Consider clothing. Newsweek, back in 2001, ran a multipage cover story about Americans drowning in debt. The reason for widespread financial distress and high bankruptcy rates? “Frivolous shopping is part of the problem: many debtors blame their woes squarely on Tommy, Ralph, Gucci, and Prada.” That certainly sounds reasonable. After all, Banana Republic is so crowded with shoppers we can barely find an empty fitting room, Adidas and Nike clad the feet of every teenager we meet, and designer shops rake in profits selling nothing but underwear or sunglasses. Even little children’s clothes now carry hip brand names, and babies sport “Gap” or “YSL” on their T-shirts and sleepers.

And yet, when it is all added up, including the Tommy sweatshirts and Ray-Ban sunglasses, the average family of four today spends 21 percent less (inflation adjusted) on clothing than a similar family did in the early 1970s.
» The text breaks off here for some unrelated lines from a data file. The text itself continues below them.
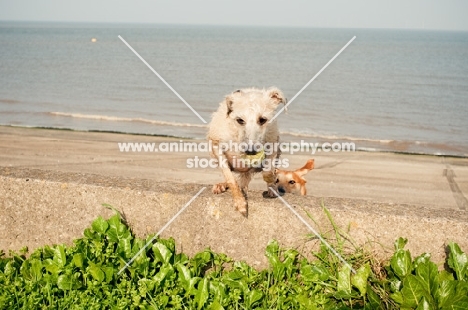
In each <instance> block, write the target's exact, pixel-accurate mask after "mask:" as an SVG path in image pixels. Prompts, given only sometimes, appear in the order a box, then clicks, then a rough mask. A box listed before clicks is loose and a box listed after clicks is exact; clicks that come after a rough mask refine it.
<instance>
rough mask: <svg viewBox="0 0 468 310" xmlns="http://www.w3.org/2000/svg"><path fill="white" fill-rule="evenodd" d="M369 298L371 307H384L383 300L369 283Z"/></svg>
mask: <svg viewBox="0 0 468 310" xmlns="http://www.w3.org/2000/svg"><path fill="white" fill-rule="evenodd" d="M367 299H368V300H369V305H370V306H371V309H383V306H382V300H381V299H380V297H379V295H377V294H376V293H375V292H374V290H373V289H372V287H371V286H370V285H369V284H367Z"/></svg>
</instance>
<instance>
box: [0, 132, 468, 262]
mask: <svg viewBox="0 0 468 310" xmlns="http://www.w3.org/2000/svg"><path fill="white" fill-rule="evenodd" d="M171 141H174V142H178V141H180V139H178V138H167V137H154V136H143V135H125V134H115V133H98V132H77V131H66V130H49V129H34V128H19V127H8V126H2V127H0V180H1V181H0V197H1V199H0V250H3V251H5V252H8V250H18V249H19V248H21V247H22V246H28V247H30V248H35V247H37V246H41V245H45V244H50V243H64V242H65V243H70V242H71V241H72V240H73V239H74V238H78V237H80V236H81V233H82V231H83V229H84V228H86V227H87V226H89V225H90V224H91V222H92V220H93V219H94V218H95V217H97V216H98V215H103V216H109V215H110V214H111V211H110V210H108V209H106V208H104V207H102V203H108V204H111V205H113V206H114V207H116V208H117V209H119V210H120V211H122V212H123V213H124V214H125V216H126V219H127V221H128V223H129V224H130V225H131V227H132V229H133V230H134V232H135V233H137V234H139V235H145V234H148V233H155V232H156V231H158V230H159V228H160V227H162V226H163V225H164V224H165V223H166V222H167V220H168V219H170V218H171V217H172V216H173V215H174V214H175V213H176V212H177V211H178V210H179V209H180V208H181V207H182V206H183V205H184V204H185V203H186V202H187V201H188V200H189V199H190V198H191V197H192V196H193V195H194V194H196V193H197V192H198V191H199V190H200V189H201V188H203V187H205V186H206V187H207V188H206V190H204V192H203V193H202V194H201V195H200V197H199V198H197V200H196V201H194V203H193V204H192V205H191V206H190V207H189V208H188V209H187V211H186V212H185V213H184V214H183V215H181V216H180V218H179V219H177V220H176V221H174V223H173V224H172V225H171V226H170V227H169V229H168V230H166V231H165V232H164V234H163V236H164V237H169V236H172V237H174V238H175V239H176V241H177V244H178V246H180V250H184V251H187V252H188V253H194V252H195V251H198V250H200V249H203V248H205V247H211V248H212V249H213V250H217V251H223V252H225V253H227V254H228V255H230V256H232V257H234V258H236V259H244V260H246V261H248V262H251V263H253V264H257V265H259V266H264V264H265V263H266V260H265V258H264V257H263V249H264V248H265V246H266V244H267V242H268V240H271V239H272V238H275V239H278V240H280V242H281V243H282V244H284V245H287V246H295V247H298V248H304V249H307V248H310V247H311V246H313V245H314V244H315V245H316V243H317V241H316V240H313V239H311V238H307V234H308V233H309V232H308V231H307V229H306V228H305V227H303V226H302V224H301V223H300V222H299V221H298V220H297V219H296V218H295V217H294V215H293V214H292V213H291V212H290V211H289V210H288V209H287V208H285V206H284V205H283V204H282V203H281V202H280V201H279V200H277V199H263V198H262V197H261V191H262V190H264V186H265V185H264V184H263V181H262V180H261V177H260V176H258V177H257V178H256V179H255V180H254V181H253V182H252V183H251V191H250V192H249V205H250V207H249V208H250V210H249V212H250V213H249V218H248V219H244V218H242V217H241V216H240V214H238V213H237V212H236V211H235V210H233V207H232V202H231V199H230V195H229V193H226V194H222V195H219V196H215V195H213V194H212V193H211V185H212V184H213V183H215V182H218V181H220V180H221V173H220V171H218V170H217V169H210V168H206V169H202V168H197V169H193V168H188V167H187V159H188V158H194V157H195V156H198V157H199V158H209V157H208V155H207V154H205V153H195V152H187V153H184V152H177V153H174V152H121V151H120V150H119V146H118V143H123V142H133V143H144V142H150V143H152V142H154V143H162V142H171ZM284 157H285V158H288V159H289V162H290V164H291V167H292V168H299V167H300V166H302V165H303V164H304V163H305V162H306V161H307V159H309V158H314V159H315V164H316V165H315V169H314V170H313V171H311V172H310V173H309V174H308V175H307V180H308V183H307V190H308V196H306V197H300V196H295V195H291V194H289V195H286V196H284V198H285V200H286V201H287V202H288V203H289V204H291V205H292V206H294V207H295V208H296V209H298V210H300V211H301V212H302V213H303V214H305V216H306V217H307V215H306V213H309V215H312V216H313V217H314V218H313V219H314V221H315V223H314V221H310V222H311V223H313V224H314V225H316V223H318V224H319V226H320V225H323V226H320V227H318V229H319V230H321V231H325V232H326V231H328V230H329V224H327V220H326V219H325V218H324V216H323V211H322V210H321V204H322V203H323V204H325V206H326V207H327V208H329V209H330V212H331V213H332V215H333V216H334V218H335V219H336V221H337V223H338V224H340V225H341V226H342V227H344V228H348V229H349V230H350V231H349V233H350V234H351V236H352V237H353V238H354V239H355V240H356V241H357V243H361V244H364V243H368V241H369V240H371V239H372V240H373V241H375V242H378V243H379V244H380V245H379V246H376V245H375V244H376V243H372V242H371V243H372V244H373V245H372V246H371V248H372V249H374V250H376V251H379V252H380V253H383V254H384V255H383V256H385V254H386V253H387V254H388V253H389V251H390V250H391V249H392V243H393V241H394V240H395V239H396V238H397V237H399V236H402V237H407V238H408V239H409V240H410V242H409V245H408V247H409V248H410V249H411V250H412V251H413V252H414V253H413V254H414V255H416V254H419V253H422V252H431V253H432V254H433V256H434V257H435V258H436V260H438V261H442V260H443V257H444V255H445V254H444V246H445V245H446V243H447V242H449V241H455V242H458V243H459V244H460V245H461V247H462V249H463V248H464V249H465V250H466V249H467V248H468V242H467V241H466V236H467V234H468V215H467V212H466V211H467V207H468V202H467V199H466V197H467V195H468V159H466V158H456V157H439V156H424V155H405V154H394V153H378V152H349V153H348V152H339V153H333V152H329V153H324V152H317V153H316V154H314V155H312V154H306V153H304V152H302V153H299V154H294V155H287V154H285V155H284Z"/></svg>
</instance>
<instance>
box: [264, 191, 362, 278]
mask: <svg viewBox="0 0 468 310" xmlns="http://www.w3.org/2000/svg"><path fill="white" fill-rule="evenodd" d="M270 189H271V191H272V192H273V193H275V195H276V197H278V198H279V199H280V200H281V202H282V203H283V204H284V205H285V206H286V207H288V208H289V209H290V210H291V211H292V213H294V215H295V216H297V217H298V218H299V219H300V220H301V222H302V223H304V225H306V226H307V228H309V229H310V230H311V231H312V232H313V233H314V234H315V235H316V236H317V238H319V239H320V241H322V243H323V244H325V246H326V247H327V248H329V249H330V251H332V253H333V254H335V256H336V257H338V259H339V260H341V261H342V262H343V263H344V264H345V265H346V266H347V267H348V268H349V269H350V270H351V271H352V272H353V273H356V270H354V268H353V267H352V266H351V265H350V264H349V263H348V262H347V261H346V260H345V259H344V258H343V257H342V256H341V255H340V253H338V252H337V251H335V249H334V248H332V246H331V245H330V244H328V242H327V241H326V240H325V239H323V238H322V236H320V234H318V233H317V232H316V231H315V229H313V228H312V226H310V225H309V223H307V222H306V220H304V218H303V217H302V216H301V215H300V214H299V213H297V211H296V210H294V208H293V207H291V205H290V204H289V203H287V202H286V200H284V199H283V197H281V196H280V195H278V193H277V192H276V191H275V190H274V189H273V188H272V187H270Z"/></svg>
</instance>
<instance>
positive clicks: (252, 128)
mask: <svg viewBox="0 0 468 310" xmlns="http://www.w3.org/2000/svg"><path fill="white" fill-rule="evenodd" d="M281 103H283V104H285V103H286V98H285V97H284V95H283V93H282V92H281V91H280V90H279V89H278V88H276V87H271V88H268V89H266V90H265V89H257V88H245V89H240V90H236V91H235V92H233V93H232V94H230V95H228V96H226V108H227V115H226V117H227V118H228V120H229V121H230V122H233V123H234V126H233V127H234V128H235V129H236V130H237V139H238V141H239V142H245V143H248V144H249V145H253V144H258V143H260V144H263V143H265V139H264V138H265V133H266V131H267V128H268V126H269V125H270V123H269V121H270V120H271V119H272V118H273V117H274V116H275V112H276V108H277V107H278V105H279V104H281ZM247 153H251V154H255V150H254V149H253V148H252V149H250V148H249V150H248V151H247Z"/></svg>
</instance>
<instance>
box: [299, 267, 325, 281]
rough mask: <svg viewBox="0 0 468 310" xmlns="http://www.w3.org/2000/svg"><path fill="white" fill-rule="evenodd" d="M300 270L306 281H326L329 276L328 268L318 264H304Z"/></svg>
mask: <svg viewBox="0 0 468 310" xmlns="http://www.w3.org/2000/svg"><path fill="white" fill-rule="evenodd" d="M300 272H301V275H302V277H303V278H304V280H305V281H308V282H319V281H327V280H328V279H329V278H330V273H329V272H328V269H327V268H325V267H323V266H320V265H304V266H302V267H301V271H300Z"/></svg>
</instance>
How can this be? What the fingerwaggers have forgotten are the things families don’t spend money on anymore. I (Elizabeth) recall the days of rushing off to Stride Rite to buy two new pairs of sensible leather shoes for each of my children every three months (one for church and one for everyday) plus a pair of sneakers for play. Today, Amelia’s toddler owns nothing but a pair of $5 sandals from Wal-Mart. Suits, ties, and pantyhose have been replaced by cotton trousers and knit tops, as “business casual” has swept the nation. New fabrics, new technology, and cheap labor have lowered prices. And discounters like Target and Marshall’s have popped up across the country, providing reasonable, low-cost clothes for today’s families. The differences add up. In 1973, Sunday dresses, wool jackets, and the other clothes for a family of four claimed nearly $750 more a year from the family budget than all the name-brand sneakers and hip T-shirts today’s families are buying.

That is not to say that middle-class families never fritter away any money. A generation ago, no one had cable, big-screen televisions were a novelty reserved for the very rich, and DVD and TiVo were meaningless strings of letters. So how much more do families spend on “home entertainment,” premium channels included? They spend 23 percent more—a whopping extra $170 annually. Computers add another $300 to the annual family budget. But even that increase looks a little different in the context of other spending. The extra money spent on cable, electronics, and computers is more than offset by families’ savings on major appliances and household furnishings.

The same balancing act holds true in other areas. The average family spends more on airline travel than it did a generation ago, but it spends less on dry cleaning. More on telephone services, but less on tobacco. More on pets, but less on carpets. And, when we add it all up, increases in one category are offset by decreases in another. In other words, there seems to be about as much frivolous spending today as there was a generation ago.

Adapted excerpt from The Two-Income Trap: Why Middle Class Americans Are (Still) Going Broke by Elizabeth Warren and Amelia Tyagi. Copyright 2016. Available from Basic Books, an imprint of Perseus Books, a division of PBG Publishing, LLC, a subsidiary of Hachette Book Group Inc.

Reality is not nearly so neat. Sure, there are some families who buy too much stuff, but there is no evidence of any “epidemic” in overspending—certainly nothing that could explain a 255 percent increase in the foreclosure rate, a 430 percent increase in the bankruptcy rolls, and a 570 percent increase in credit card debt. A growing number of families are in terrible financial trouble, but no matter how many times the accusation is hurled, Prada and HBO are not the reason.